Page 169 of Rush

Page List
Font Size:

She leans into me and I wrap my arm around her shoulders. We've been here for twenty minutes waiting for her name to be called. Twenty minutes of me trying not to think about all the ways this could go wrong.

"Everly Lynn?" A tech appears in the doorway.

We stand and follow her down a hallway to a small exam room. The tech explains what's going to happen, Everly changes into a gown, and then we're waiting again. I sit in the chair beside the exam table and hold Everly's hand.

"You're tense," she says.

"I'm fine."

"Rush, your jaw is so tight it looks like it's going to crack."

I force myself to relax slightly. "Sorry."

"It's okay to be nervous."

"I'm not nervous."

"Liar."

The tech comes back with the ultrasound machine and I watch as she sets everything up. Everly lies back and the tech squirts gel on her stomach.

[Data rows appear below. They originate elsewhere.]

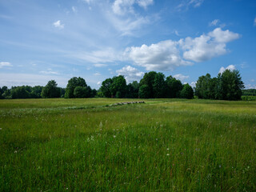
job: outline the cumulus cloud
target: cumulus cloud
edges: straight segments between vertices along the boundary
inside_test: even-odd
[[[10,62],[0,62],[0,69],[4,66],[13,66],[13,65]]]
[[[118,75],[123,75],[127,82],[139,81],[144,75],[143,72],[141,72],[130,66],[124,66],[121,70],[118,70],[116,72]]]
[[[187,10],[190,6],[199,7],[204,0],[184,0],[177,7],[176,10],[181,11]]]
[[[191,82],[190,86],[195,87],[195,84],[196,84],[196,83],[197,83],[197,82]]]
[[[170,70],[177,66],[191,65],[179,55],[178,42],[167,40],[150,46],[127,48],[126,54],[134,64],[147,70]]]
[[[107,66],[106,64],[102,64],[102,63],[96,63],[96,64],[94,64],[94,66],[95,67],[104,67],[104,66]]]
[[[137,3],[143,7],[144,9],[146,9],[146,7],[150,5],[152,5],[154,3],[153,0],[138,0]]]
[[[72,6],[72,10],[74,13],[77,13],[78,12],[78,10],[75,6]]]
[[[183,82],[185,79],[189,78],[190,76],[186,76],[186,75],[182,74],[174,74],[174,78],[178,78],[178,79],[181,80],[182,82]]]
[[[224,67],[224,66],[222,66],[220,69],[219,69],[219,71],[218,71],[218,73],[219,74],[222,74],[225,70],[230,70],[230,71],[233,71],[233,70],[235,70],[235,66],[234,66],[234,65],[230,65],[230,66],[228,66],[227,67]]]
[[[190,0],[189,5],[192,5],[194,7],[198,7],[202,5],[204,0]]]
[[[154,0],[115,0],[112,5],[113,12],[116,14],[123,15],[126,13],[134,14],[134,5],[137,4],[144,9],[152,5]]]
[[[58,20],[57,22],[53,23],[54,26],[58,29],[63,29],[64,28],[64,24],[61,23],[60,20]]]
[[[205,62],[228,52],[226,43],[238,38],[240,35],[228,30],[216,28],[208,34],[198,38],[181,39],[179,43],[184,50],[183,58],[194,62]]]
[[[216,28],[213,31],[210,32],[208,35],[214,38],[214,42],[226,43],[232,42],[240,38],[240,35],[236,33],[233,33],[229,30],[222,30],[221,28]]]
[[[218,19],[214,19],[214,21],[212,21],[210,24],[209,24],[209,26],[217,26],[217,24],[218,24],[218,22],[219,22],[219,20]]]
[[[39,73],[43,74],[58,74],[58,72],[53,71],[50,68],[47,69],[47,70],[41,70]]]
[[[226,43],[239,37],[238,34],[228,30],[216,28],[194,38],[188,37],[179,41],[166,40],[150,46],[128,47],[124,55],[147,70],[170,70],[193,65],[187,60],[205,62],[225,54],[229,51]]]

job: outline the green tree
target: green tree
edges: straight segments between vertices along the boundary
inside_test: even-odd
[[[149,98],[150,97],[150,90],[147,85],[142,85],[139,87],[138,97],[141,98]]]
[[[215,98],[215,80],[212,80],[210,74],[200,76],[195,85],[195,94],[198,98]]]
[[[10,91],[11,98],[29,98],[30,93],[26,90],[26,86],[13,87]]]
[[[42,98],[60,98],[61,90],[54,80],[49,81],[47,85],[42,89]]]
[[[30,98],[41,98],[41,93],[43,89],[43,86],[36,86],[32,87],[31,93],[30,93]]]
[[[106,98],[111,98],[111,91],[110,86],[113,82],[112,78],[106,78],[105,81],[102,82],[102,86],[100,88],[102,94]]]
[[[137,81],[129,83],[126,88],[126,98],[138,98],[139,84]]]
[[[166,98],[180,98],[180,94],[183,89],[182,82],[172,76],[169,76],[166,80]]]
[[[226,70],[218,74],[219,79],[219,99],[239,100],[242,96],[242,89],[244,88],[243,82],[238,70]]]
[[[74,77],[70,78],[66,85],[65,98],[74,98],[74,90],[77,86],[86,87],[87,84],[86,82],[86,80],[80,77]]]
[[[149,89],[149,97],[148,98],[154,98],[154,89],[153,85],[154,82],[154,78],[157,74],[157,72],[155,71],[150,71],[149,73],[146,73],[143,76],[143,78],[139,82],[139,86],[142,86],[143,85],[146,85],[148,86],[147,89]],[[144,89],[144,88],[143,88]]]
[[[165,75],[162,73],[155,74],[153,82],[154,98],[166,98],[166,86],[165,81]]]
[[[181,98],[194,98],[193,88],[189,84],[184,85],[183,89],[181,91]]]
[[[126,80],[123,75],[118,77],[113,77],[112,83],[110,85],[111,97],[116,95],[117,92],[119,91],[118,97],[123,98],[126,91]]]
[[[83,86],[76,86],[74,90],[74,96],[76,98],[86,98],[87,95],[87,90]]]

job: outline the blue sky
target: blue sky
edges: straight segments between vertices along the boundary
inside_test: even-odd
[[[255,62],[255,0],[0,0],[1,86],[236,69],[256,88]]]

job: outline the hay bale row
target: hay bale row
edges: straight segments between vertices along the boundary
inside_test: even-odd
[[[123,105],[129,105],[129,104],[135,104],[135,103],[145,103],[145,102],[117,102],[110,105],[110,106],[123,106]]]

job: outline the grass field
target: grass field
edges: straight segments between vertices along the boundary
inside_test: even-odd
[[[0,191],[256,191],[256,102],[0,100]]]

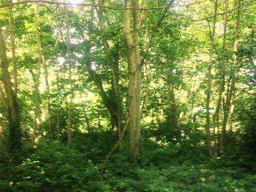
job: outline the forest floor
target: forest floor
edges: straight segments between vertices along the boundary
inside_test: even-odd
[[[0,158],[0,191],[256,191],[255,155],[238,152],[235,145],[225,155],[209,158],[198,140],[147,138],[133,164],[125,139],[102,175],[116,142],[111,132],[78,133],[71,147],[56,141],[28,142],[18,161]]]

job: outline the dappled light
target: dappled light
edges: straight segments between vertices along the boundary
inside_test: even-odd
[[[0,0],[0,192],[256,191],[255,0]]]

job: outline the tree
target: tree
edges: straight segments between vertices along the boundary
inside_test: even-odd
[[[6,107],[9,122],[10,152],[15,153],[21,148],[20,119],[15,93],[12,88],[11,77],[8,70],[6,47],[0,27],[0,61],[2,71],[2,80],[6,93]]]

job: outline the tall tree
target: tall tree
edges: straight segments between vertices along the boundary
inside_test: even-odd
[[[71,65],[71,46],[70,46],[70,26],[69,12],[67,6],[64,6],[65,13],[65,24],[66,24],[66,41],[67,41],[67,61],[69,67],[69,82],[70,89],[70,98],[68,104],[68,118],[67,118],[67,142],[68,145],[71,144],[71,134],[72,134],[72,107],[73,101],[73,84],[72,80],[72,65]]]
[[[240,17],[241,17],[241,0],[236,1],[236,7],[238,7],[236,10],[236,29],[233,38],[233,55],[232,55],[232,66],[231,66],[231,75],[230,75],[230,88],[227,90],[225,103],[224,104],[223,111],[223,122],[222,122],[222,130],[221,134],[221,143],[220,143],[220,153],[223,153],[225,145],[225,138],[226,134],[226,126],[227,123],[228,116],[230,112],[231,101],[233,97],[235,96],[235,84],[236,84],[236,70],[237,69],[237,51],[238,47],[239,42],[239,33],[240,33]]]
[[[8,70],[6,47],[1,27],[0,27],[0,61],[2,80],[7,96],[10,151],[15,153],[21,148],[20,119],[17,99],[12,88],[11,77]]]
[[[36,28],[36,34],[37,34],[37,53],[39,61],[39,66],[42,66],[44,69],[45,73],[45,94],[46,94],[46,103],[47,103],[47,119],[48,121],[48,128],[49,128],[49,134],[50,139],[53,139],[53,129],[52,129],[52,123],[50,118],[50,88],[48,82],[48,72],[47,69],[47,64],[45,55],[42,53],[42,39],[39,33],[39,16],[38,16],[38,7],[37,4],[34,4],[34,14],[35,14],[35,28]],[[39,77],[37,77],[39,78]],[[39,80],[37,80],[39,81]],[[37,88],[38,88],[38,87]]]
[[[214,38],[215,38],[215,29],[216,29],[215,26],[216,26],[217,15],[217,10],[218,10],[218,0],[216,0],[214,4],[215,4],[215,6],[214,6],[214,15],[212,30],[210,28],[210,23],[209,23],[209,21],[208,20],[208,23],[209,25],[211,45],[210,45],[209,64],[208,67],[206,131],[207,134],[208,152],[209,155],[212,155],[211,145],[211,132],[210,132],[210,128],[211,128],[210,101],[211,101],[211,69],[212,69],[213,62],[214,62],[213,58],[214,58]]]
[[[124,39],[127,52],[129,69],[129,131],[130,137],[130,158],[133,161],[140,151],[140,53],[139,48],[139,12],[132,9],[132,27],[131,25],[132,7],[139,8],[139,1],[126,0],[124,18]],[[131,33],[131,29],[132,32]]]
[[[16,53],[15,53],[15,37],[13,21],[12,6],[9,7],[9,27],[10,31],[11,50],[12,50],[12,64],[13,67],[13,88],[14,91],[17,93],[18,90],[18,70],[16,64]]]

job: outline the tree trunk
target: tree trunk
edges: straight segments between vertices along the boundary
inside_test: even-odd
[[[139,7],[138,1],[132,1],[133,7]],[[125,1],[125,8],[131,7],[131,1]],[[125,9],[124,20],[124,39],[127,46],[129,68],[129,115],[130,137],[130,158],[134,161],[140,152],[140,55],[138,45],[139,15],[138,9],[132,9],[132,34],[130,9]]]
[[[12,7],[9,7],[9,26],[10,30],[10,40],[11,40],[11,50],[12,50],[12,64],[13,67],[13,88],[14,92],[16,94],[18,90],[18,72],[16,65],[16,53],[15,53],[15,37],[14,33],[14,22],[13,22],[13,12]]]
[[[69,29],[69,19],[67,5],[64,7],[65,12],[65,23],[66,23],[66,37],[67,37],[67,60],[69,66],[69,82],[70,87],[70,99],[68,104],[68,120],[67,120],[67,143],[69,146],[71,144],[72,134],[72,107],[73,101],[73,84],[72,80],[72,65],[71,65],[71,50],[70,50],[70,29]]]
[[[211,33],[211,28],[209,27],[210,36],[211,36],[211,46],[210,46],[210,59],[209,65],[208,69],[208,82],[207,82],[207,99],[206,99],[206,131],[207,134],[207,143],[208,143],[208,152],[209,155],[212,155],[211,150],[211,117],[210,117],[210,101],[211,101],[211,68],[213,65],[213,58],[214,58],[214,38],[215,38],[215,26],[217,20],[217,15],[218,10],[218,0],[215,1],[214,7],[214,23],[212,27],[212,32]],[[208,23],[210,26],[210,24]]]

"This is going to be cold," the tech says.

She presses the wand against Everly's stomach and the screen lights up with grainy black and white images. I have no idea what I'm looking at. Then the tech adjusts something and suddenly there's a rapid thumping sound filling the room.

"That's the heartbeat," the tech says with a smile.

The sound hits me like a freight train. That's our baby. That rapid thumping is our baby's heart. I stare at the screen and the tech points to a small shape.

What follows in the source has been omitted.